People look confused and perplexed when I try to explain RSD...it's so exasperating to try and convey what it is.....
Often I will suggest that they look it up on the 'net for a complete picture of the disease..

Lately, I have been saying it is similar to neuropathy..I also tell them the nerves in my body are short-circuiting, causing deterioration of muscle, bone, etc, along with excruciating pain....particulary burn pain....

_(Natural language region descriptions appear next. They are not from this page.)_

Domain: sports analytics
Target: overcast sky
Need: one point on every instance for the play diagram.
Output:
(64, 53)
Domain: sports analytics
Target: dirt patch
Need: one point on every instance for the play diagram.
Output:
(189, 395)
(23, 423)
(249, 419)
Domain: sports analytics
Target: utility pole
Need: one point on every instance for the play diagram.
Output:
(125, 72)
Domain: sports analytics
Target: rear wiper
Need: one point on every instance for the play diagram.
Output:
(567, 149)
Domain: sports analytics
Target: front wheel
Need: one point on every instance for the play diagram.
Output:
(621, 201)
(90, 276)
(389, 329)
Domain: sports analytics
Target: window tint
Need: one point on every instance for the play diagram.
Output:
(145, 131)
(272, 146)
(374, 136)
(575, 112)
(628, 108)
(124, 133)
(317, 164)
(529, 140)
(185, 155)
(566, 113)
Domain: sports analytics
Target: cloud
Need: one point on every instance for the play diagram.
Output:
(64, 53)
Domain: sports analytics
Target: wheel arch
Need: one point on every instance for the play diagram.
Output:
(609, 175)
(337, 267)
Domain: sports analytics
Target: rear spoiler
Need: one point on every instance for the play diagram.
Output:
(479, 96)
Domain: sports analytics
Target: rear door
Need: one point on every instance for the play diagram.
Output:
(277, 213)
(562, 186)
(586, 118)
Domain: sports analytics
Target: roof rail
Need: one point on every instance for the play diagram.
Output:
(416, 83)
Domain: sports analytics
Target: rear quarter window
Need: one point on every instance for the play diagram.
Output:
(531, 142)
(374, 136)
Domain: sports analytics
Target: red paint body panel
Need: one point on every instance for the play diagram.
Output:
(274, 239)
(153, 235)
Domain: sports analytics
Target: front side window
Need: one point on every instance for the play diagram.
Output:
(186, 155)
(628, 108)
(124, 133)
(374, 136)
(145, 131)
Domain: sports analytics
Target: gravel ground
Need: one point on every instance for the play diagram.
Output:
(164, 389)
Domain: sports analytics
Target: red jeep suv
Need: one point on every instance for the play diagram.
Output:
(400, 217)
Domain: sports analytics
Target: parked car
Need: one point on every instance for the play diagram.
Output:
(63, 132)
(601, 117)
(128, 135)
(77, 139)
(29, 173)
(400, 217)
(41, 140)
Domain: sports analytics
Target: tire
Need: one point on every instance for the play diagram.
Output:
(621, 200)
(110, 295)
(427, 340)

they seem to understand this....sometimes

I have tried to explain every way I could and noone really understands. Finally, when I decided to call it nerve cancer people could understand. If someone thinks about it they are similar. Once you have this it can only go into remission. When it decides to spread there is no stopping it. The constant pain is similar, and we all know what the rest of the story is.

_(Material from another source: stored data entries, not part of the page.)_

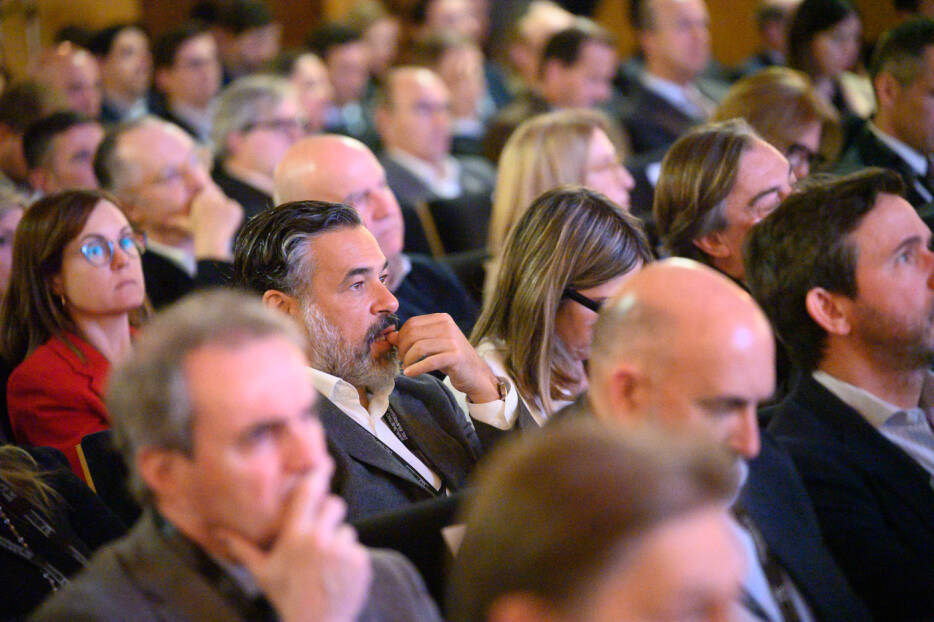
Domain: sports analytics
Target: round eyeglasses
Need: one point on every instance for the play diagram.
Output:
(99, 251)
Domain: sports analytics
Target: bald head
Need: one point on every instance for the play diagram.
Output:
(685, 346)
(328, 167)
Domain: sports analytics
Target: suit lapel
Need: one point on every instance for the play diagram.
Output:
(360, 443)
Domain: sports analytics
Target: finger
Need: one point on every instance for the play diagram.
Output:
(437, 362)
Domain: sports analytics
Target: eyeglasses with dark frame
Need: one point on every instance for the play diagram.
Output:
(581, 299)
(99, 251)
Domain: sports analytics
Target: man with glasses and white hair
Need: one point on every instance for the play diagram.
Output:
(256, 120)
(161, 178)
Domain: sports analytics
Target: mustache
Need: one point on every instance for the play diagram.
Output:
(390, 320)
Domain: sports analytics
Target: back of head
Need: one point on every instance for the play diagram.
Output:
(697, 175)
(148, 399)
(543, 153)
(555, 512)
(570, 237)
(804, 244)
(779, 103)
(272, 249)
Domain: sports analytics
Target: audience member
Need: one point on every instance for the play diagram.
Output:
(395, 438)
(76, 279)
(824, 40)
(188, 74)
(701, 369)
(247, 36)
(575, 71)
(591, 523)
(342, 170)
(59, 151)
(347, 58)
(49, 524)
(71, 74)
(845, 272)
(782, 106)
(215, 417)
(125, 61)
(717, 182)
(21, 103)
(157, 172)
(414, 121)
(11, 211)
(772, 18)
(669, 96)
(309, 78)
(570, 251)
(256, 120)
(900, 136)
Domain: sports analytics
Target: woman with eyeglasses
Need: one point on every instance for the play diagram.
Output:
(65, 319)
(569, 251)
(785, 110)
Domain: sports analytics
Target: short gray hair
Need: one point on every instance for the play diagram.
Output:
(243, 103)
(148, 398)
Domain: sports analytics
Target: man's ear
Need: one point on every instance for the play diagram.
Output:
(712, 244)
(829, 310)
(282, 302)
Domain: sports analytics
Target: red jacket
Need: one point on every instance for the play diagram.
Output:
(55, 399)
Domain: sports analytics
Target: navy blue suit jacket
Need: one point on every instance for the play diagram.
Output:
(874, 503)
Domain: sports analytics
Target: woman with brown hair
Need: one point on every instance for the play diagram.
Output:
(783, 107)
(66, 316)
(571, 250)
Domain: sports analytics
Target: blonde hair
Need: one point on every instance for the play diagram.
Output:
(570, 237)
(543, 153)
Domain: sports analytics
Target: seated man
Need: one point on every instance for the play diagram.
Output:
(126, 71)
(157, 173)
(845, 272)
(188, 76)
(343, 170)
(395, 438)
(900, 136)
(216, 420)
(255, 122)
(414, 121)
(702, 369)
(59, 152)
(590, 523)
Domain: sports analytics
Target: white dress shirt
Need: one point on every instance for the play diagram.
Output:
(344, 395)
(909, 430)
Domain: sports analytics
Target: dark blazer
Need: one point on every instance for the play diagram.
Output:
(142, 577)
(776, 500)
(251, 199)
(55, 398)
(867, 150)
(166, 282)
(370, 477)
(875, 504)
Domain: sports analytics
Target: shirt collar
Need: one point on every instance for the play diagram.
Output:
(913, 158)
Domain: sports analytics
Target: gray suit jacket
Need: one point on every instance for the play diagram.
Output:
(143, 578)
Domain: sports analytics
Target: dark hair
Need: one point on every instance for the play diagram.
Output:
(805, 244)
(330, 35)
(31, 313)
(103, 41)
(811, 18)
(22, 103)
(697, 175)
(565, 45)
(271, 251)
(242, 15)
(167, 46)
(901, 49)
(37, 141)
(554, 512)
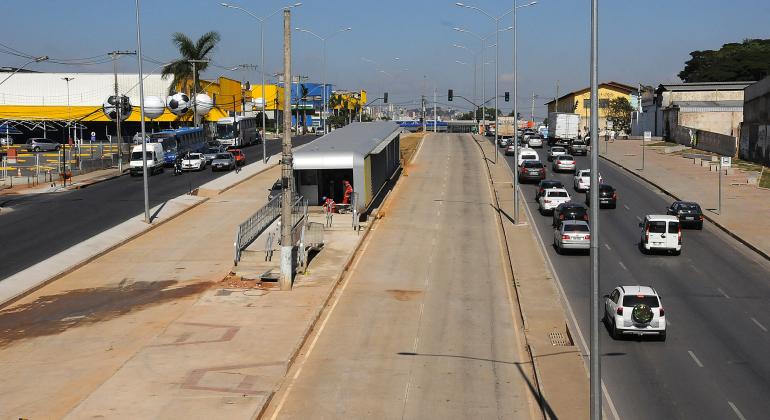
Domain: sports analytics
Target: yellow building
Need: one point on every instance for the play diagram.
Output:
(579, 102)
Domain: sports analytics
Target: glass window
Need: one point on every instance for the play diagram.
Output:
(633, 300)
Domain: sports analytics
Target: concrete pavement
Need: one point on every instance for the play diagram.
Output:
(744, 205)
(425, 325)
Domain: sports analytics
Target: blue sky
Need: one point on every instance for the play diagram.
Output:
(643, 41)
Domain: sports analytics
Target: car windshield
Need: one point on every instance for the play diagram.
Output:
(633, 300)
(657, 226)
(577, 227)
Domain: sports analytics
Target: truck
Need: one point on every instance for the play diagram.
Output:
(563, 125)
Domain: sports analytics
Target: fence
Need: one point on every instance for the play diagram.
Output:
(253, 226)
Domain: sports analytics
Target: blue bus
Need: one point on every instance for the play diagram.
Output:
(179, 142)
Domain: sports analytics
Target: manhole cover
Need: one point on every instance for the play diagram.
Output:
(559, 339)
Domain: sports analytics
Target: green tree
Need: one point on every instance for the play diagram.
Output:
(182, 70)
(619, 114)
(745, 61)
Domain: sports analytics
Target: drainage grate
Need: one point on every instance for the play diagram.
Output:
(559, 339)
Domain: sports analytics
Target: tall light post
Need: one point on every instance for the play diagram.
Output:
(261, 21)
(323, 52)
(34, 60)
(595, 360)
(516, 113)
(141, 115)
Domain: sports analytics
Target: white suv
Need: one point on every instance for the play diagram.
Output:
(551, 198)
(582, 180)
(661, 232)
(634, 310)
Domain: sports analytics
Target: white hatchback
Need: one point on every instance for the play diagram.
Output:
(634, 310)
(661, 232)
(551, 198)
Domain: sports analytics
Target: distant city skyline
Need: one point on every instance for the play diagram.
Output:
(401, 47)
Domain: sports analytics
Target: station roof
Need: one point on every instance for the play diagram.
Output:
(339, 149)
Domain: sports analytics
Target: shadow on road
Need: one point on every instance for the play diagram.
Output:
(50, 315)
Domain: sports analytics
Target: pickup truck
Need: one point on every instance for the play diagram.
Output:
(578, 148)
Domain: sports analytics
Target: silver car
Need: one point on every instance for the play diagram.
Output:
(224, 161)
(37, 144)
(572, 234)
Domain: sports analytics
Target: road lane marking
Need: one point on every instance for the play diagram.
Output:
(695, 358)
(762, 327)
(737, 412)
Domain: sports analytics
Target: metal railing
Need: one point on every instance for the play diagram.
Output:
(255, 224)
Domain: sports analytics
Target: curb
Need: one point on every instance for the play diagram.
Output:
(319, 312)
(748, 244)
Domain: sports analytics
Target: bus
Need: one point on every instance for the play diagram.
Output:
(237, 131)
(179, 142)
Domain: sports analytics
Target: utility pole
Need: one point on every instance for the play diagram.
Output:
(118, 105)
(595, 395)
(286, 162)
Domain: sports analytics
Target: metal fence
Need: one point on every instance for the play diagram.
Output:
(253, 226)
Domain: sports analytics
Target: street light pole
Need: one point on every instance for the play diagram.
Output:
(141, 112)
(595, 356)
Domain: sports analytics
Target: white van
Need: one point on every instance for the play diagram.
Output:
(527, 154)
(154, 159)
(661, 232)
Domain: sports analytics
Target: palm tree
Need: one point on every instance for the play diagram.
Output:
(182, 69)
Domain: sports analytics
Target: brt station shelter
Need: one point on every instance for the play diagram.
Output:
(365, 154)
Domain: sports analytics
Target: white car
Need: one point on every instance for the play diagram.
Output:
(551, 198)
(526, 153)
(535, 141)
(634, 310)
(572, 234)
(661, 232)
(556, 151)
(194, 162)
(582, 180)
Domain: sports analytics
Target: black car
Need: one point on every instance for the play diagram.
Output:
(569, 211)
(608, 197)
(688, 213)
(545, 184)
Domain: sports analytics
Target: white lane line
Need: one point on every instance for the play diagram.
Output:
(737, 412)
(759, 324)
(695, 358)
(723, 293)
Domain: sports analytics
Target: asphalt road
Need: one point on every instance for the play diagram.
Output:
(714, 363)
(41, 225)
(422, 327)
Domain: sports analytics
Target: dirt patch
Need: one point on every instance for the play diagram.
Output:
(53, 314)
(404, 295)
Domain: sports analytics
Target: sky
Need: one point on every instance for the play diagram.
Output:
(402, 47)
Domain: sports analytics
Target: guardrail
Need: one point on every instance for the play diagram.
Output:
(255, 224)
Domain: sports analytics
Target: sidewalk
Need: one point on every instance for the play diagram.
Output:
(148, 331)
(744, 206)
(560, 371)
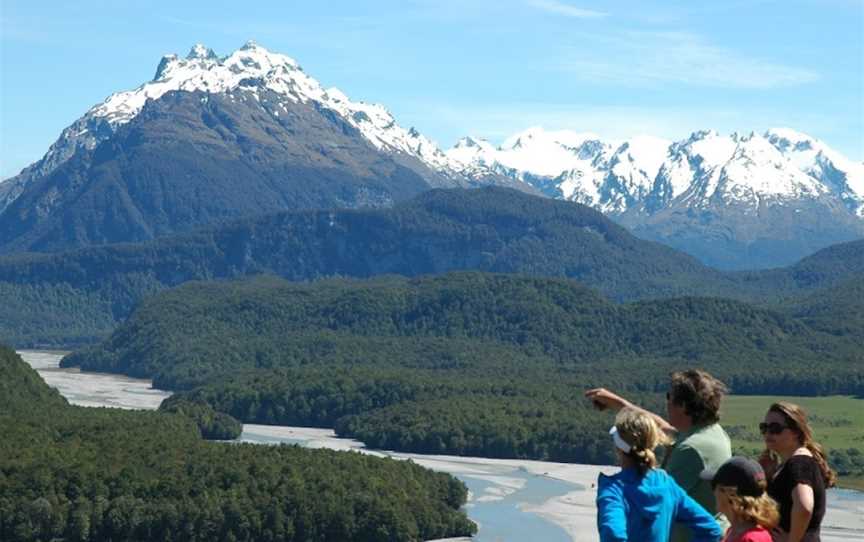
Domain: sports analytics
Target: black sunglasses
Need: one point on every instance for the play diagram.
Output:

We are going to have a real tough funeral to attend. Alot of distant family and people there do not know or understand what is wrong with my hand/arm and give hugs. OUCH! My husband came up with the idea last night that maybe I should where a sling, then I have a visible problem. Do any of you do this? Other ideas?

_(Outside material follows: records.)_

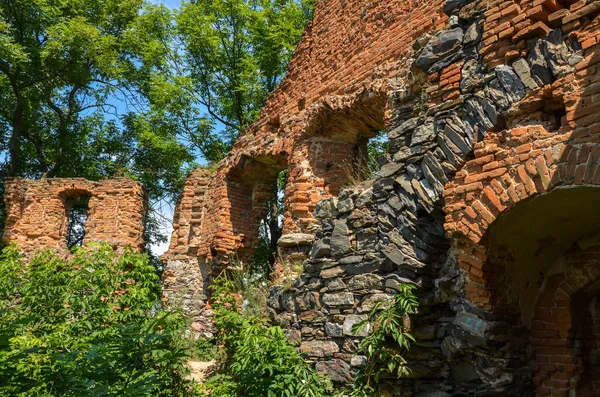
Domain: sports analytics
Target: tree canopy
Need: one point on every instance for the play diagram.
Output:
(106, 88)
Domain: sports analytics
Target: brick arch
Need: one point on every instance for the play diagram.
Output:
(566, 328)
(331, 133)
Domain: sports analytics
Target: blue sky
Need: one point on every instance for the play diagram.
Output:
(172, 4)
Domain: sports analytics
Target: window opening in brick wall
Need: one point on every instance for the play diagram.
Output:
(369, 154)
(77, 213)
(271, 227)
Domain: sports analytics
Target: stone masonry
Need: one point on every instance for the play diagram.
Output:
(486, 199)
(38, 212)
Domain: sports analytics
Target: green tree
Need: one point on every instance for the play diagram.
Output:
(84, 327)
(79, 82)
(260, 361)
(235, 52)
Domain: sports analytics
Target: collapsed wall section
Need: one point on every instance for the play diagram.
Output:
(315, 125)
(38, 212)
(507, 110)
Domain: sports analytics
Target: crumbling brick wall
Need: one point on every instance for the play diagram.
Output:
(490, 108)
(38, 212)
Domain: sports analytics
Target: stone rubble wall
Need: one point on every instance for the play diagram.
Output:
(485, 104)
(332, 99)
(508, 108)
(37, 212)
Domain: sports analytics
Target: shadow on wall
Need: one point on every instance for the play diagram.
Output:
(535, 264)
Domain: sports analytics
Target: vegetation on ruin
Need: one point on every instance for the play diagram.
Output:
(110, 88)
(87, 326)
(260, 361)
(388, 339)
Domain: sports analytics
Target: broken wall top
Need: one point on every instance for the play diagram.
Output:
(37, 212)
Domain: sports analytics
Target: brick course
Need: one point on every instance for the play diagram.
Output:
(37, 212)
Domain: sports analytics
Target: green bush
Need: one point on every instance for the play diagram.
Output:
(87, 326)
(260, 361)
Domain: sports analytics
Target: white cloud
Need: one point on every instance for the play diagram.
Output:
(171, 4)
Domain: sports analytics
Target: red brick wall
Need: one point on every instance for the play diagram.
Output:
(37, 212)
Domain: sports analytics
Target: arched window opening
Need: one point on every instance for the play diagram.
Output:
(77, 214)
(369, 153)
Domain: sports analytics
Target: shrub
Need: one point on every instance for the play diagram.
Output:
(260, 361)
(87, 326)
(387, 342)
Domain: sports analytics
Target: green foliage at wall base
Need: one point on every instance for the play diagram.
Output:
(84, 327)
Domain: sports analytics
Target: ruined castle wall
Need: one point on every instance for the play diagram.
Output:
(490, 109)
(332, 97)
(37, 212)
(507, 112)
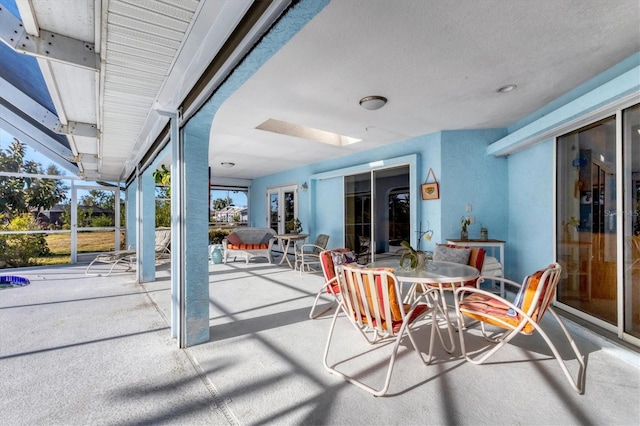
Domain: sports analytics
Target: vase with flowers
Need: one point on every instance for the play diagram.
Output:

Freezing your arm is a BAD thing. It was something I instinctually did afrter the RSD kicked in and before I was diagnosed. (It took hypnotherapy to break me of it.) It will just make your pain go up higher to your shoulder, and down your back. And people will be more likely to TOUCH a limb that has signs of injury. Keep your hubby on the side of your effected limb as a barrier. If someone goes to shake your hand, give them your "good" one. I shake with my left to everyone's confusion. I give one sided hugs. Your relatives will have to know sooner or later. If you can't stand to be touched, a quick "sorry, I can't, nerve pain..." works. If lidoderm patches work for you, slap on a couple and wear long sleeves. If you use pain meds, take them beforehand, so you're at a lower pain baseline when you arrive.